I’m a filmmaker, producer, and writer who loves imaginative compelling stories that take lots of risks. I’m not genre-adverse, and find genre film is ripe for reinterpretation, reinvention, and diversification. Thus why I have been developing so many horror projects lately.

For my prose, I myself lean towards magical realism and quirky characters.

Although I was born in Texas, I’ve lived in Colorado, New York City, New Orleans, Spain, and currently call Austin, Texas home, but probably not forever.

I used to be an electronic musician a while back, writing under the names of “Neutral” and “Squab Teen.” I worked in the collective “Chromosome 57” in New Orleans in the late 90s, and was a studio runner for Nine Inch Nails while they recorded “The Fragile” in New Orleans. I have much of my own material released on Ant Zen/Hymen in Germany, and Planet-Mu, and have done remix work for various artists.

While I still dream of getting back into music, I think my true callings were always different. I have always been a story-teller, and even while a musician, I found myself sitting before the screens of old Mac computers, typing out stories and ideas for films I wanted to make.

Fast forward a bit in time.

There are fewer things I love more than writing at night with a glass of wine, and my cats, Olive and Lucy and Hazel, vying for lap time. Some of my favorite writers are Neil Gaiman, Helene Wecker, Jeff Vandermeer, Ryu Murakami, China Miéville, and Haruki Murakami, but this list is always changing and growing. For film, I love the work of Ingmar Bergman, Peter Greenaway, Alex Cox, David Lynch, and my favorite film of all time will always be the original Blade Runner.

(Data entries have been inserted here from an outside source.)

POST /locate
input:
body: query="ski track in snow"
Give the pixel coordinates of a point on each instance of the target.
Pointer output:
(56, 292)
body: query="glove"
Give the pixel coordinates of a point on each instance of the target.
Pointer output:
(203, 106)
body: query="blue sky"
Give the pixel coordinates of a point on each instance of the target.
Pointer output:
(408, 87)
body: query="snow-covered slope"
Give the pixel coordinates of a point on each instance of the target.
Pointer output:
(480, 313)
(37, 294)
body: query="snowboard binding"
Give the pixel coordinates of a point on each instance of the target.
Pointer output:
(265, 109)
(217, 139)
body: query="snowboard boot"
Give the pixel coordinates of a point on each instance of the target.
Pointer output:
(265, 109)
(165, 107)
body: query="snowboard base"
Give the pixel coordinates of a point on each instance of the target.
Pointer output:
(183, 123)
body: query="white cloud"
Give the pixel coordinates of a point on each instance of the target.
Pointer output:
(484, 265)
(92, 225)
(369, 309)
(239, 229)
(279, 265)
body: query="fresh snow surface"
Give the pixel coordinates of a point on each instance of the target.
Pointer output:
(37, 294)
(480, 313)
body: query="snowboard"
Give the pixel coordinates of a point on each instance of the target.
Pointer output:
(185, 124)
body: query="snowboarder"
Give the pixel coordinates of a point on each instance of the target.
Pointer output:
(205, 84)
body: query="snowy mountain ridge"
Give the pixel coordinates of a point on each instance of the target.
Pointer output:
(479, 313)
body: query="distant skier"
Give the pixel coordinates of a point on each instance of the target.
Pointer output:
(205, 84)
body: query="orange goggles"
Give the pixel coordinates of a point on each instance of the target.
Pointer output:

You probably noticed how I did not list any women in my list of filmmakers.  I think while things are slowly changing, few chances have arisen for women directors to become auteurs in their own right in this medium. It takes a long career to develop a voice in film, a shit ton of support and talented crew to help develop a body of work and mature voice. Women just haven’t historically received the support they would need to become auteurs like Lynch or Hitchcock. But this is true in most careers, not just filmmaking. There are too many unrecognized gender expectations that leave women unsupported, overworked, and taking care of the “little things” that suck our time and energy.

Film still has a long way to go taking the creative risks that prose does, and an even longer way to go at being more representative of this bizarre world in which we live, and all of the diverse types of people that reside on this planet, including women.